Collection 1950s–1970s

Martha Rosler. Cleaning the Drapes from the series House Beautiful: Bringing the War Home. c. 1967-72 497

Inkjet print (photomontage), printed 2011, 17 5/16 × 23 3/4" (44 × 60.3 cm). Committee on Photography and The Modern Women's Fund. © c. 1967-72 Martha Rosler

Martha Rosler: My name is Martha Rosler, and we are looking at a body of work called House Beautiful, Bringing the War Home.

When I was a young person in the mid sixties, the United States had gotten itself into a war that shocked my whole generation. It started from a small action in Vietnam, and gradually got bigger and bigger and bigger, and it seemed to be beyond reason. But in addition, it was the first living room war, where we saw footage of battles, and huts on fire, and so on every evening at dinner hour broadcast by a television, into our living rooms.

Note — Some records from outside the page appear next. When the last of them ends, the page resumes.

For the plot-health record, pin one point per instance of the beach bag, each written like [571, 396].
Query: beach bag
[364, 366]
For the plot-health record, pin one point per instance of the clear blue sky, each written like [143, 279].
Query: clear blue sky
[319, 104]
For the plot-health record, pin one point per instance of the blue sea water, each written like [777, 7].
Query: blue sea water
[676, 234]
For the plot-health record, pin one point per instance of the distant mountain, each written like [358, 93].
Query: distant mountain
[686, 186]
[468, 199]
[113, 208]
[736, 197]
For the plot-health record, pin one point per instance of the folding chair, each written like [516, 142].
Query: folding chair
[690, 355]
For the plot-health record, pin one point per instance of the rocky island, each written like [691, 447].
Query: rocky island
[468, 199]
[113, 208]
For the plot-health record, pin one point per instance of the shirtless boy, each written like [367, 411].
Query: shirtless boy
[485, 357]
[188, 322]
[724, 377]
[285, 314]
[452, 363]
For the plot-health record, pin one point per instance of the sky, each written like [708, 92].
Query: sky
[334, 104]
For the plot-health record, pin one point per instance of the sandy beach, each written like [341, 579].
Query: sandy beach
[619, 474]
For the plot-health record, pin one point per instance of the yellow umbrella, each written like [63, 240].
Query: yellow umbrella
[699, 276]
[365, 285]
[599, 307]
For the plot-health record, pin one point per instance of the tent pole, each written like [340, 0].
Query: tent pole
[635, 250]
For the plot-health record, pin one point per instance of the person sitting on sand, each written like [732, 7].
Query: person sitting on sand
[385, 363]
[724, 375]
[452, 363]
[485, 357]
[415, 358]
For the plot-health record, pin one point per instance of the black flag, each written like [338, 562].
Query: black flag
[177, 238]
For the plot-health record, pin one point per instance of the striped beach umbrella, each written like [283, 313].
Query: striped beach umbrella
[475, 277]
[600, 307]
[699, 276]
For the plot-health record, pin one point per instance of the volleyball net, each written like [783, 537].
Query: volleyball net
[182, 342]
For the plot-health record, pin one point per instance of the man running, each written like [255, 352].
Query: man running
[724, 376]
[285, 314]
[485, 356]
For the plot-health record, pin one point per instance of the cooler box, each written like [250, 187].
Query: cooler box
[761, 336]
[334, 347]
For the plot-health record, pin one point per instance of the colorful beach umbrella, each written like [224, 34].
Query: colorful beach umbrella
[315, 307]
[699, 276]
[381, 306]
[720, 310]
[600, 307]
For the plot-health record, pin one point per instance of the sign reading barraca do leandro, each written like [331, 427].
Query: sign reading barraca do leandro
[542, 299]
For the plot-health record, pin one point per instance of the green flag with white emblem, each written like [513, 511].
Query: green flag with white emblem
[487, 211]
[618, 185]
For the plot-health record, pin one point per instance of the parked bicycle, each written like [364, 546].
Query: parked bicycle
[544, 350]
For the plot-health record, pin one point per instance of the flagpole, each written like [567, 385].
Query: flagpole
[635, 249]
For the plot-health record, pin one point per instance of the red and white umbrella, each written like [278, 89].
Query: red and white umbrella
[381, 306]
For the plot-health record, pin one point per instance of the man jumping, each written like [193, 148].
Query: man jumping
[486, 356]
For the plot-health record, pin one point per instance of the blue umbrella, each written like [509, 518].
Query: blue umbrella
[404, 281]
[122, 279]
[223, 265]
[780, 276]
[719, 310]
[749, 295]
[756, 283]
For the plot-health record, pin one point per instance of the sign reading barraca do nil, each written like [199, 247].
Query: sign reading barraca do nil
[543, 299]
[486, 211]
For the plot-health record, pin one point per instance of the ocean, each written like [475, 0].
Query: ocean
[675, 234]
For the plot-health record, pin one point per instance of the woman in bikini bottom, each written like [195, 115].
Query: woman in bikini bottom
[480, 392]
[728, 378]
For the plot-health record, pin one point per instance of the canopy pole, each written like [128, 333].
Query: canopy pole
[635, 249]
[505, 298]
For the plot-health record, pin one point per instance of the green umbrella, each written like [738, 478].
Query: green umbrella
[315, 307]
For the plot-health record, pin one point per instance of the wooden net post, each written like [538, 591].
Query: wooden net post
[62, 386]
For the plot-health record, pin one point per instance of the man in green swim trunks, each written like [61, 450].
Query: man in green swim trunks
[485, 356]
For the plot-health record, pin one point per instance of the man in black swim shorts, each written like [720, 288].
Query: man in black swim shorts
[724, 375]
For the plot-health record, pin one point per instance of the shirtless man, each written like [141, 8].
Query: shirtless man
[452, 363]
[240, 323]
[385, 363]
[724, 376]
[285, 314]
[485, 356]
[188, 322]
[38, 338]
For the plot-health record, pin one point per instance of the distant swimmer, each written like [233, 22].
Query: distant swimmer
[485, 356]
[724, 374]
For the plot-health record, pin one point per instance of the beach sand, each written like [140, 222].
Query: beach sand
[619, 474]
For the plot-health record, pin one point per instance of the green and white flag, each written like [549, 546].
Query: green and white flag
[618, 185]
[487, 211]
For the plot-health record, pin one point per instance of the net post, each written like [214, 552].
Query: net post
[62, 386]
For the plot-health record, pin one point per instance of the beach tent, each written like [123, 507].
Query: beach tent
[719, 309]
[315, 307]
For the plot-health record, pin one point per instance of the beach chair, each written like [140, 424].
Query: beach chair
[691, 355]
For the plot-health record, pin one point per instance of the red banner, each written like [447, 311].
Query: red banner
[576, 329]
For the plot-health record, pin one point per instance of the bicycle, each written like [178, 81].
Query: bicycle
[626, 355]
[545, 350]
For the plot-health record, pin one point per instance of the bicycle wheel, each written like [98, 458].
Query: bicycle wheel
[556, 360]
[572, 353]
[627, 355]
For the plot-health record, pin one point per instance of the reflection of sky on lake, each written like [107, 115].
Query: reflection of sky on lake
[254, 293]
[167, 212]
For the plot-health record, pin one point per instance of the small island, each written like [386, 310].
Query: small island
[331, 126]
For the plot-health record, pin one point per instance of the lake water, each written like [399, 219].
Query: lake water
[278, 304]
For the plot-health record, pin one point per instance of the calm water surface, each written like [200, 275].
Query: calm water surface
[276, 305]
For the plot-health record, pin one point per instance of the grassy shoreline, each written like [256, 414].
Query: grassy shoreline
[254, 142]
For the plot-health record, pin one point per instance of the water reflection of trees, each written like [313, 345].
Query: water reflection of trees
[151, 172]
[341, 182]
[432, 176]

I had been making some collages, photomontages based on the images of women in the media. And it occurred to me that I could use that same technique of a kind of collision in space about the war. So I began cutting things out and putting them together.

The series is called House Beautiful because it really is centered on the idea of domesticity and safety. But I also called the series Bringing the War Home because I am literally bringing images of the war into spaces having to do with our domestic life. I wanted the viewer to have a place to stand, so the montages are often in rooms or in other landscape settings. This is really important for me that you enter the image and see yourself standing there.

I saw a House Beautiful not as art. I want it to be agitational. I distributed it to the antiwar community as flyers, but there were no slogans. I didn't want to say “stop the war.” I didn't want to say anything. Just to have the images convey the message.